あとは相原が__ゴール前にたどり着いている。プールから上がるだけでいい。相原になら任せられる。


「させるかよ」


不気味な声が聞こえたかと思った瞬間、俺はもう水の中に沈められていた。


やられた振りをしていたのか⁉︎


足で腰をがっちりホールドされ、羽交い締めにされる体勢で、体の自由がきかない。水を吸い込まないよう我慢するも、首まで締め付けられて意識が朦朧としていく。


それでもいい。


相原が今のうちに勝ち上がるなら。


でも__ひょっとしたら心配で戻ってくるかもしれない。


俺は最後の力を振り絞って、首にかけられた腕を引っ張り上げる。


くそッ‼︎


爪を立てると、ほんの僅かに腕が動いた‼︎


その瞬間、止めていた息を吐き出し、俺は大口を開けた。水が逆流するように肺に流れ込んでくる。

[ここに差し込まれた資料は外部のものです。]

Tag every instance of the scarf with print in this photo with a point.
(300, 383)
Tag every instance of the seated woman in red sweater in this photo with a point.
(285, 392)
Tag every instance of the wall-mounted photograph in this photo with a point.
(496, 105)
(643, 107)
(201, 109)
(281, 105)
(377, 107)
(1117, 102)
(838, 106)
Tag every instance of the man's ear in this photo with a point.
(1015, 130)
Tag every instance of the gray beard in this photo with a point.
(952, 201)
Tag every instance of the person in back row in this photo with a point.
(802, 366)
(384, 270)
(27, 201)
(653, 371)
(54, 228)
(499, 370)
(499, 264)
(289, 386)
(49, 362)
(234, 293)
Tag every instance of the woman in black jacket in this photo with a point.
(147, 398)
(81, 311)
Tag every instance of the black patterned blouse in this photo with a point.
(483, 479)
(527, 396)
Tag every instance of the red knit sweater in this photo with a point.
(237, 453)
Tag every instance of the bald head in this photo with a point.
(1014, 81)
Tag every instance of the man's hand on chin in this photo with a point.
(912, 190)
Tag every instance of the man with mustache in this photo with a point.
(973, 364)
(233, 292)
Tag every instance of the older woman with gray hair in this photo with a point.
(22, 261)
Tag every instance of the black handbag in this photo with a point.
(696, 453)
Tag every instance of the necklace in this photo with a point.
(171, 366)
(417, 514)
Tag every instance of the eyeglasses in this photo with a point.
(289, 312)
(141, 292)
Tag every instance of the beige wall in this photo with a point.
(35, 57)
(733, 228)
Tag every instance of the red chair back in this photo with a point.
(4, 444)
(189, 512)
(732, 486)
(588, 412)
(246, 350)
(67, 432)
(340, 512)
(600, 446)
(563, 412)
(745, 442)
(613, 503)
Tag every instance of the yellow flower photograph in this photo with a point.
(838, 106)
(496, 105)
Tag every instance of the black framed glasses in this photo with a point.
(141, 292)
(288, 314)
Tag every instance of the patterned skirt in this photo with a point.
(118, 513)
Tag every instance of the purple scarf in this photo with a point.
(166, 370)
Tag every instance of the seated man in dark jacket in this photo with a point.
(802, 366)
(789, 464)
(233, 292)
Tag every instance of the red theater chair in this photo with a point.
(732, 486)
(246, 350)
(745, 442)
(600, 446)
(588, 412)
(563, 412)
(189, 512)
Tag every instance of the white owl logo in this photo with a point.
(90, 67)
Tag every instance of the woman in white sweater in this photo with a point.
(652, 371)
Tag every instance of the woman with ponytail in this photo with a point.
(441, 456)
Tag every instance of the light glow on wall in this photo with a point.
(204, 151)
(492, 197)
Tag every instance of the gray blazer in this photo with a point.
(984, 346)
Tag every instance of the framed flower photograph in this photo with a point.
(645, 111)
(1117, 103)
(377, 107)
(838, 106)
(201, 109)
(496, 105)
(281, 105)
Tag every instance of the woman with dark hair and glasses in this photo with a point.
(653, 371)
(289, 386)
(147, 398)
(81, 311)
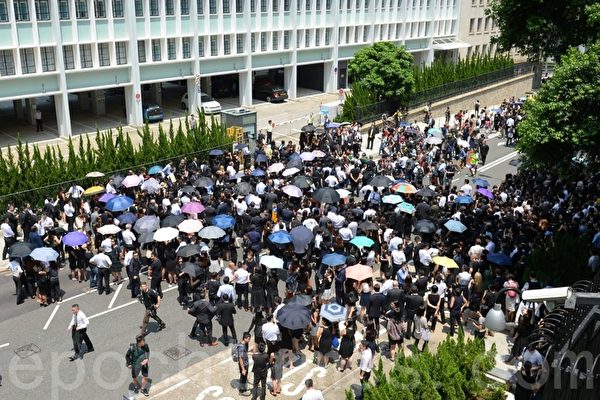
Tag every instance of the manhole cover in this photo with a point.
(27, 350)
(177, 352)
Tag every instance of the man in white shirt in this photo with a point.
(78, 328)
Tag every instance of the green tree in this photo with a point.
(544, 28)
(385, 69)
(563, 118)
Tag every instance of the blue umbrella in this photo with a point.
(223, 221)
(463, 200)
(281, 237)
(154, 170)
(499, 259)
(333, 259)
(455, 226)
(119, 203)
(481, 182)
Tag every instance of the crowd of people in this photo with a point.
(324, 209)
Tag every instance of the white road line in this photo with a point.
(51, 317)
(112, 301)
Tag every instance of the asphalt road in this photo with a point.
(35, 346)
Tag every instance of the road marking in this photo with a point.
(112, 301)
(51, 317)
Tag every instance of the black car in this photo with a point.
(269, 93)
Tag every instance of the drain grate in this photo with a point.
(177, 352)
(27, 350)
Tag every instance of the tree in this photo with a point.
(385, 69)
(563, 120)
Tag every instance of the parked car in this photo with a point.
(269, 93)
(208, 104)
(152, 112)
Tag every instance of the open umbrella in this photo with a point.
(271, 262)
(333, 312)
(193, 207)
(292, 191)
(333, 259)
(359, 272)
(380, 181)
(362, 241)
(281, 237)
(326, 195)
(293, 316)
(45, 254)
(204, 181)
(106, 197)
(109, 229)
(131, 181)
(223, 221)
(148, 223)
(455, 226)
(119, 203)
(20, 249)
(190, 226)
(211, 232)
(445, 262)
(74, 238)
(425, 226)
(93, 190)
(165, 234)
(188, 251)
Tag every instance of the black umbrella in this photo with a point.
(172, 221)
(243, 188)
(380, 181)
(425, 226)
(20, 249)
(326, 195)
(203, 181)
(302, 181)
(426, 192)
(188, 251)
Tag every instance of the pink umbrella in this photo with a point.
(193, 207)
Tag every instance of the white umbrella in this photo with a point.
(165, 234)
(271, 262)
(110, 229)
(190, 226)
(290, 171)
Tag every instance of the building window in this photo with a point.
(21, 10)
(156, 50)
(117, 8)
(121, 52)
(42, 11)
(81, 9)
(171, 49)
(186, 44)
(7, 63)
(141, 51)
(85, 55)
(154, 8)
(184, 7)
(68, 57)
(227, 44)
(103, 54)
(139, 8)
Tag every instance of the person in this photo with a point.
(78, 328)
(151, 301)
(312, 393)
(136, 359)
(261, 366)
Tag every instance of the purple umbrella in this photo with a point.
(486, 193)
(75, 238)
(106, 197)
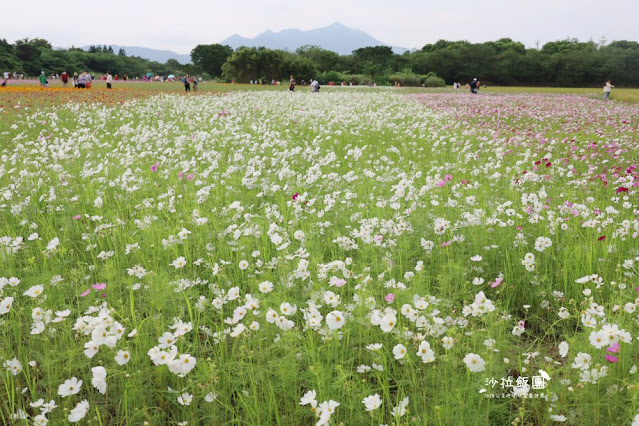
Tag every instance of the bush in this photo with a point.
(327, 76)
(357, 79)
(411, 80)
(432, 80)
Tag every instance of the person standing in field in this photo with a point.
(607, 89)
(43, 79)
(473, 86)
(187, 84)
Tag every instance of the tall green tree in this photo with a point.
(210, 57)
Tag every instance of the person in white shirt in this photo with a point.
(607, 89)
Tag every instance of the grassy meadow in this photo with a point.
(357, 256)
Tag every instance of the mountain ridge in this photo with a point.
(336, 37)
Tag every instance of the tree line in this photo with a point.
(31, 56)
(564, 63)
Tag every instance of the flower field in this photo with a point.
(349, 257)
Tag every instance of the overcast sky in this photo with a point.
(181, 25)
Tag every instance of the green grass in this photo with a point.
(368, 165)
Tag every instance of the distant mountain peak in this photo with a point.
(335, 37)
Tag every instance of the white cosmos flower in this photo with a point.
(178, 263)
(99, 379)
(122, 357)
(81, 409)
(335, 320)
(5, 305)
(399, 351)
(475, 363)
(34, 291)
(388, 322)
(447, 342)
(372, 402)
(265, 287)
(69, 387)
(185, 399)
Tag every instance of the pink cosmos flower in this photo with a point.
(614, 348)
(498, 281)
(611, 358)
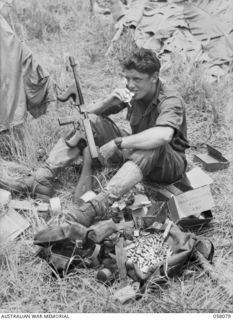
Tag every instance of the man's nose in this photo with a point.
(130, 85)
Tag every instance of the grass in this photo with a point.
(27, 284)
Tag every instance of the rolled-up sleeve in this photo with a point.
(114, 109)
(171, 113)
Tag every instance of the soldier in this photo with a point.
(155, 149)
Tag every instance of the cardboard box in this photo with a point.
(193, 202)
(213, 160)
(189, 200)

気を抜くと気絶しそうなほどの痛みに耐え、裕貴の腕に噛み付いた。


後ろで、大きな泡が立ち昇っていく。


痛みに悲鳴を上げたんだ。


俺と同じように、肺が破裂するくらいの激痛だろう。


腕の束縛が解け、水面に跳び上がる。


空気を求めて喘ぐ俺の目に__相原が流されていったこと、リカがワニに頭を喰われて水の中に引き入れられたこと__が飛び込んできた。